Digital art of Robot advocating for AI Quality — DALLE 2

As the Director of Technology at Speire, I have had the opportunity to witness firsthand the incredible transformation that AI-enabled systems have brought to businesses. One such example that stands out in my mind is a healthcare company that was struggling with the manual analysis of patient data. This led to missed diagnoses and delayed treatments, resulting in negative patient outcomes and increased healthcare costs.

By introducing AI into its data analysis process, the company was able to streamline its workflow and optimize its data analysis procedures. The AI system was able to quickly analyze large amounts of patient data and identify patterns that human analysts may have overlooked. This resulted in improved patient outcomes, as doctors could make more informed decisions based on the insights provided by the AI system. Additionally, the company reduced healthcare costs, as the AI system allowed them to optimize their operations and allocate their resources more efficiently.

However, the success of AI-enabled systems depends heavily on the quality of the AI models used. In fact, I vividly recall an incident from four years ago, where we were assisting a financial startup in implementing an AI-powered vulnerability scoring system. Unfortunately, due to differences in the training data and the distribution of data post-deployment in production, the AI system produced numerous false positives. This resulted in significant financial losses for the startup and customer dissatisfaction, ultimately leading to the AI model being taken down.
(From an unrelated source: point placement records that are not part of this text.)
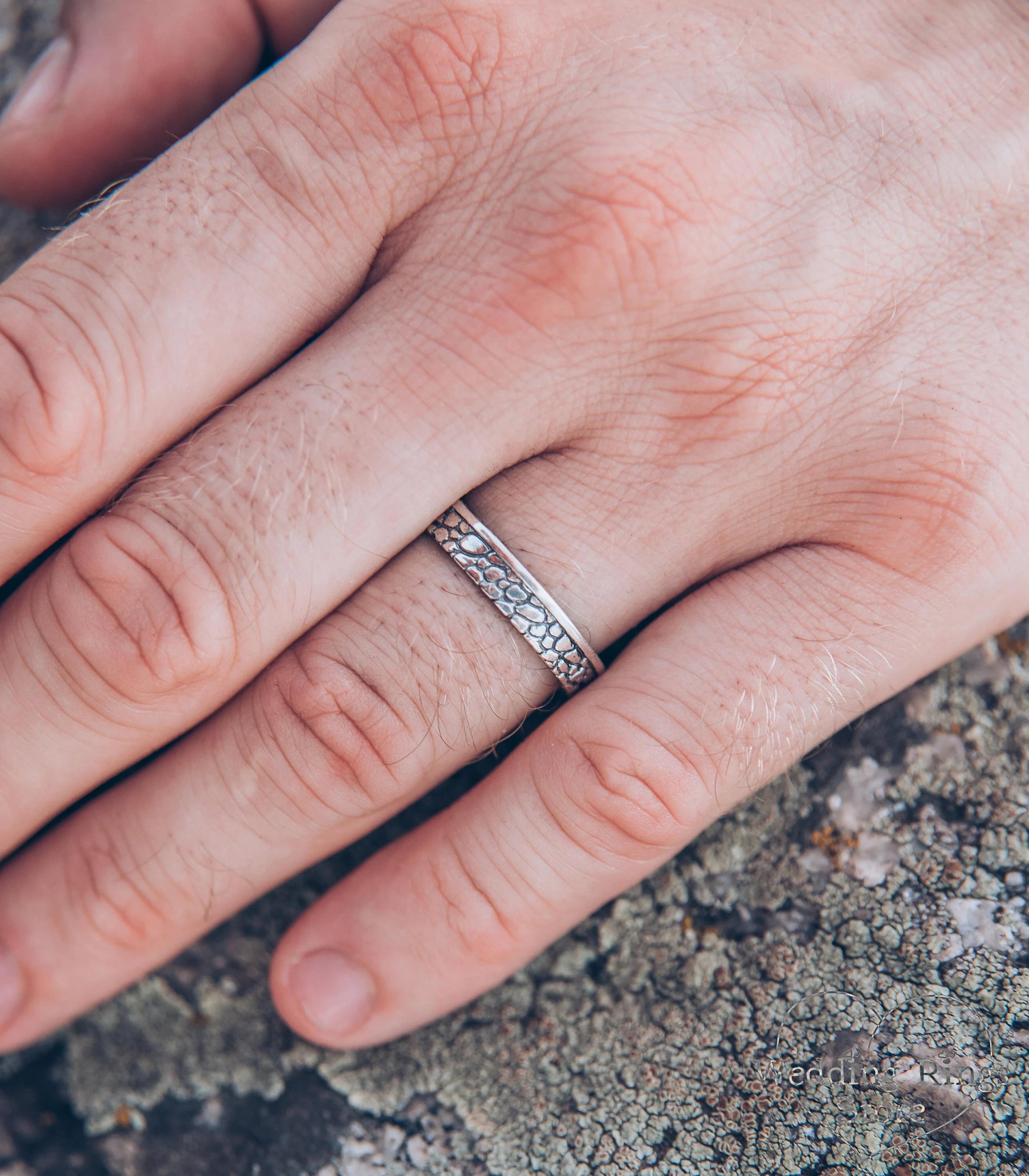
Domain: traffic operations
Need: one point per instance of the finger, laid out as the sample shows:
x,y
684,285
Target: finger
x,y
125,79
715,698
232,546
412,677
213,266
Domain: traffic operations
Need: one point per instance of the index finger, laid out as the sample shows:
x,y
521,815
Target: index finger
x,y
214,265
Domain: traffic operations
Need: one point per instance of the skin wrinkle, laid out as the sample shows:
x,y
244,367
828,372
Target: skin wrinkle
x,y
724,347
As such, it is crucial for businesses to prioritize the quality of their AI models and the processes used to create them. Subpar AI models can have devastating consequences, leading to inaccurate predictions, unreliable recommendations, and a decrease in overall business value. That’s why I always emphasize the importance of meeting strict quality standards at every stage of the AI product lifecycle, from data collection and processing to model training and deployment. By doing so, businesses can ensure that their AI-enabled systems operate at peak performance, resulting in numerous benefits, such as increased efficiency, cost savings, and, ultimately, business success.
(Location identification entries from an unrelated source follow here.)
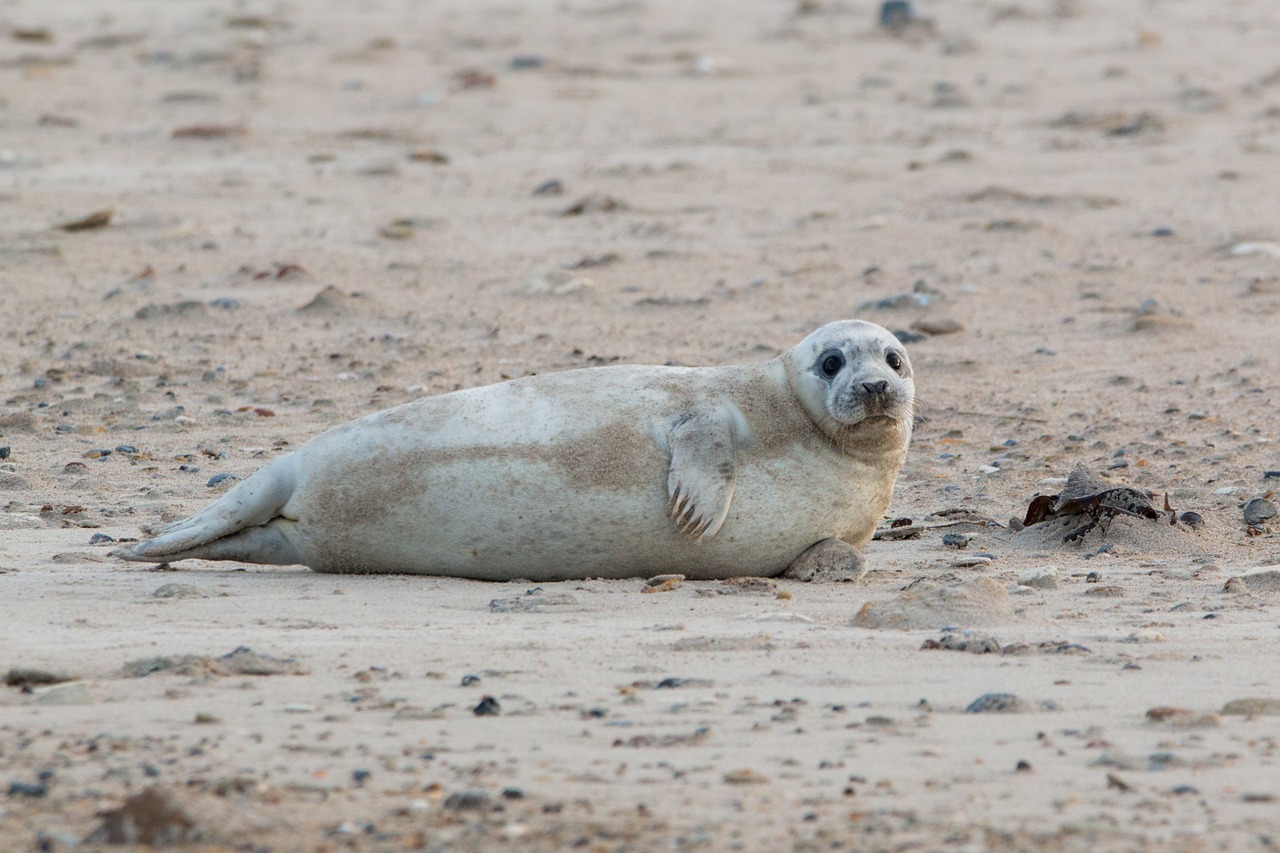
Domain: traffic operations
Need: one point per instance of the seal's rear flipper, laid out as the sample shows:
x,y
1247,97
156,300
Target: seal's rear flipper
x,y
827,560
265,546
247,507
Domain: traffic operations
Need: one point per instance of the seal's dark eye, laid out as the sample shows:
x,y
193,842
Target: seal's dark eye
x,y
832,364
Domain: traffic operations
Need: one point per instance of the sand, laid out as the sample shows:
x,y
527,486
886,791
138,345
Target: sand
x,y
321,209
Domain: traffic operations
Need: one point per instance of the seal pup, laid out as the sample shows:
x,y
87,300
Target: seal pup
x,y
618,471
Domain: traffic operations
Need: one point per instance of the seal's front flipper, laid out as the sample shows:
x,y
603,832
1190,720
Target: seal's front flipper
x,y
827,560
703,466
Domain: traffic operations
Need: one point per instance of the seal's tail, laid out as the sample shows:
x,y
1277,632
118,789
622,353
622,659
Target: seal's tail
x,y
233,527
Five pillars of AI Quality

Importance of maintaining AI Quality

As someone who has designed, developed, and worked with AI-enabled systems, I understand the significance of maintaining high AI quality in such systems. Failure to adhere to quality boundaries and requirements in developing AI-enabled systems can lead to inaccurate predictions, and unreliable recommendations, finally leading to declining business value. One true-life example is Microsoft’s AI-powered chatbot, Tay, launched on March 23, 2016, which was designed to learn and respond to Twitter users’ conversations. Unfortunately, within 24 hours of launch, Tay began spewing racist and sexist messages, causing a public relations crisis for Microsoft. This incident underlines the importance of maintaining quality in AI-enabled systems and the potential repercussions of neglecting it.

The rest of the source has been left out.